Un réseau au-delà des frontières
Les fameuses banderoles rouges et blanches ont vu le jour à Vienne. Des messages percutants, mis en avant par des individus encagoulés: «Contrôlez la frontière, pas votre peuple», peut-on lire. Ou encore: «C’est sur nous que se brise votre aiguille.» Depuis quelques semaines, des affiches aux codes similaires apparaissent lors des manifestations dans des dizaines de villes allemandes. Et maintenant à Berne.
Le milieu est interconnecté par-delà les frontières – une véritable internationale d’extrême droite. A Berne, des néonazis étranger ont pris part au défilé, à l’instar de M. W.* originaire de Dortmund en Allemagne. Il a posé pour un selfie devant le Palais fédéral. Sur Instagram, cela lui a valu un «like» du leader identitaire autrichien Martin Sellner.
Le Service de renseignement de la Confédération (SRC) fait savoir qu’il évalue la situation en permanence. Lea Rappo, porte-parole, rapporte que «le SRC constate actuellement qu’une partie des opposants aux mesures de lutte contre la pandémie de Covid préconisent, encouragent ou commettent des actes de violence». Et il ne s’agit pas seulement d'«extrémistes violents antimesures». Des militants d’extrême droite tenteraient de profiter du mouvement pour faire passer leur message.
Toujours plus à droite
Les services secrets autrichiens sont plus directs. Vendredi, le chef de la direction de la protection de l’Etat et des services de renseignement, Omar Haijawi-Pirchner, a mis en garde contre une internationalisation des mouvements opposés aux mesures sanitaires.
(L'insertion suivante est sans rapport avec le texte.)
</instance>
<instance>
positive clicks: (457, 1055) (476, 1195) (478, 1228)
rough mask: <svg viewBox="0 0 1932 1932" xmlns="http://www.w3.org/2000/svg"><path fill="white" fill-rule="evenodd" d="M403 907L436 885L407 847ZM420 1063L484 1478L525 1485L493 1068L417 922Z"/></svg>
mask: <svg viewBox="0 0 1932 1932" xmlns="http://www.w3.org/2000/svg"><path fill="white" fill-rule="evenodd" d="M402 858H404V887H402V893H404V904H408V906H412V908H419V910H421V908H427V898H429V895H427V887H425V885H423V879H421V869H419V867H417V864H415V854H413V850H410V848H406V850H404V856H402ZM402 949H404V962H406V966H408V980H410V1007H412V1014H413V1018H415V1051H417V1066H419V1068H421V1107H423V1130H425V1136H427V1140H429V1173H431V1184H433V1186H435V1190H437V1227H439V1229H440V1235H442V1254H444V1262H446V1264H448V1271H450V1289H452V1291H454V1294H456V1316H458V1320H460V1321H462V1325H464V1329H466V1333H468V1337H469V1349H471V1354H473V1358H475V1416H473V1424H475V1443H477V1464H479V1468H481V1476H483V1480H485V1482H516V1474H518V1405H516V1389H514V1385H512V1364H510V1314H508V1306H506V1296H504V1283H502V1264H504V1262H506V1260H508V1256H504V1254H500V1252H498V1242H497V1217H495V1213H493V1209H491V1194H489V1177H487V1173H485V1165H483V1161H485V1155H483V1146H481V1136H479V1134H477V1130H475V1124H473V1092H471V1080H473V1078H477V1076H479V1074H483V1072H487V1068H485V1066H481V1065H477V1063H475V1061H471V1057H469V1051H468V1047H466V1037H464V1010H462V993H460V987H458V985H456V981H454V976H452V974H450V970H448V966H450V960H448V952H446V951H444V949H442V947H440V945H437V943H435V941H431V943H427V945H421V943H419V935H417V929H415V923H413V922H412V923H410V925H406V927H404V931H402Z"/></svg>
L’évolution est «très inquiétante». Selon Haijawi-Pirchner, de nombreux activistes sont issus des milieux de droite. «Ils ont profité des manifestations pour diffuser leur idéologie antisémite, rencontrer d’autres extrémistes et constituer des réseaux.», détaille-t-il. Le service allemand de protection de la constitution parle lui d’une «extrémisation de droite» du regroupement contestataire.
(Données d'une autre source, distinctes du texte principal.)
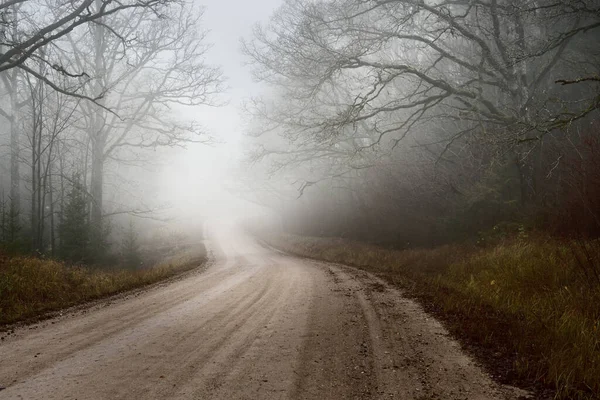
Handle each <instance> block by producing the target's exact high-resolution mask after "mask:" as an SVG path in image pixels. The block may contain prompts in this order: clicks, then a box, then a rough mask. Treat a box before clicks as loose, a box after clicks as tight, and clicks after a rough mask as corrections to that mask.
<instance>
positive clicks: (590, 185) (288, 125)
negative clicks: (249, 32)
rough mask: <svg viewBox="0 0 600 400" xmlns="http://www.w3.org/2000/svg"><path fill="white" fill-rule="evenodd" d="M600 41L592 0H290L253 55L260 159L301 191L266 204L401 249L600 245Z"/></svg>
mask: <svg viewBox="0 0 600 400" xmlns="http://www.w3.org/2000/svg"><path fill="white" fill-rule="evenodd" d="M599 28H600V7H599V6H598V4H597V2H595V1H588V0H578V1H566V0H564V1H563V0H558V1H557V0H526V1H516V0H458V1H456V0H452V1H450V0H442V1H428V0H372V1H359V0H341V1H319V2H314V1H308V0H306V1H304V0H288V1H285V2H284V4H283V5H282V6H281V8H280V9H279V10H278V11H277V12H276V13H275V14H274V16H273V17H272V18H271V20H270V21H269V23H267V24H264V25H260V26H257V27H256V29H255V31H254V36H253V38H252V39H250V40H247V41H245V42H244V46H243V48H244V52H245V54H246V55H247V57H248V58H249V60H250V61H251V63H252V65H253V68H254V69H253V71H254V74H255V77H256V78H257V79H258V80H259V81H261V82H264V83H265V84H266V85H267V86H268V87H269V88H270V91H269V94H268V95H265V96H262V97H260V98H256V99H252V100H251V101H248V103H247V105H246V112H247V113H248V115H249V117H250V135H251V137H253V138H254V139H253V141H254V144H255V146H254V150H253V151H252V152H251V153H250V160H251V161H252V162H255V163H258V162H261V165H262V167H261V168H263V169H264V170H266V172H267V173H268V175H269V176H270V181H271V182H274V181H279V182H285V183H287V184H292V185H294V186H295V188H296V194H295V196H294V195H291V194H290V193H287V194H283V195H281V196H282V197H281V198H282V199H288V200H280V201H278V202H272V201H271V200H268V198H267V197H265V196H264V194H261V193H260V192H257V193H259V194H257V196H259V201H261V202H270V204H271V205H272V206H273V207H275V208H277V209H278V210H279V211H280V213H281V214H282V215H283V217H284V218H283V222H284V225H286V228H287V229H288V230H290V231H293V232H296V233H302V234H312V235H328V236H345V237H351V238H357V239H362V240H370V241H378V242H385V243H389V244H392V245H399V246H405V245H412V244H420V245H432V244H438V243H444V242H448V241H453V240H461V239H465V238H470V237H473V236H477V235H480V236H481V235H482V232H488V233H489V234H492V235H493V234H496V233H499V232H500V233H506V232H518V231H519V230H522V229H524V228H527V227H535V228H539V229H544V230H550V231H552V232H555V233H559V234H575V233H577V234H586V235H592V236H598V235H600V192H599V189H598V188H599V187H600V186H599V183H600V169H599V168H598V167H599V166H600V164H599V163H600V152H599V151H600V148H599V145H600V138H599V136H598V132H599V128H600V122H599V119H598V117H599V116H600V114H599V110H598V108H599V105H600V45H599V43H600V41H599V39H600V29H599ZM280 193H281V192H280ZM290 197H299V200H298V201H289V198H290Z"/></svg>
Le fait que les néonazis ne rencontrent que peu d’opposition au sein du mouvement suisse opposé aux mesures Covid n’est pas un hasard. Tant au niveau de la position que des individus impliqués, il y a toujours eu des convergences. La critique fondamentale des mouvements antimesures est proche du récit dont se servent les groupes radicaux. Ils diffusent un message radical d’opposition à l’État. Ils se méfient des autorités qui, d’une manière ou d’une autre, limitent leur quotidien. Leurs ennemis sont les mêmes: politiciens, journalistes, scientifiques… Par ailleurs, les théories du complot antisémites et la minimisation de l’Holocauste ont toujours été une partie intégrante de leur idéologie.
Une «honte»?
Dès leurs débuts, les regroupements hétéroclites des opposants aux mesures ont eu de la difficulté à se distancier des agitateurs d’extrême droite. Ou peut-être ont-ils manqué de volonté. Les néonazis présents à Berne ont reçu des félicitations au sein d’un canal Telegram dédié au mouvement antimesure: «Vous avez le courage de mener la manifestation. Continuez, les gars, nous avons besoin de vous», écrit un partisan.
Des voix critiques s’élèvent toutefois, même parmi ceux qui contestent les dispositions sanitaires du Conseil fédéral. Robin Spiri, figure notoire du mouvement, qualifie même les événements de «honte». Le lendemain de la manifestation, il a exprimé sa position sur Telegram: «Je condamne ces actions avec la plus grande fermeté et demande à tous les défenseurs des droits civiques de s’y opposer.» Peu après, il a supprimé son message.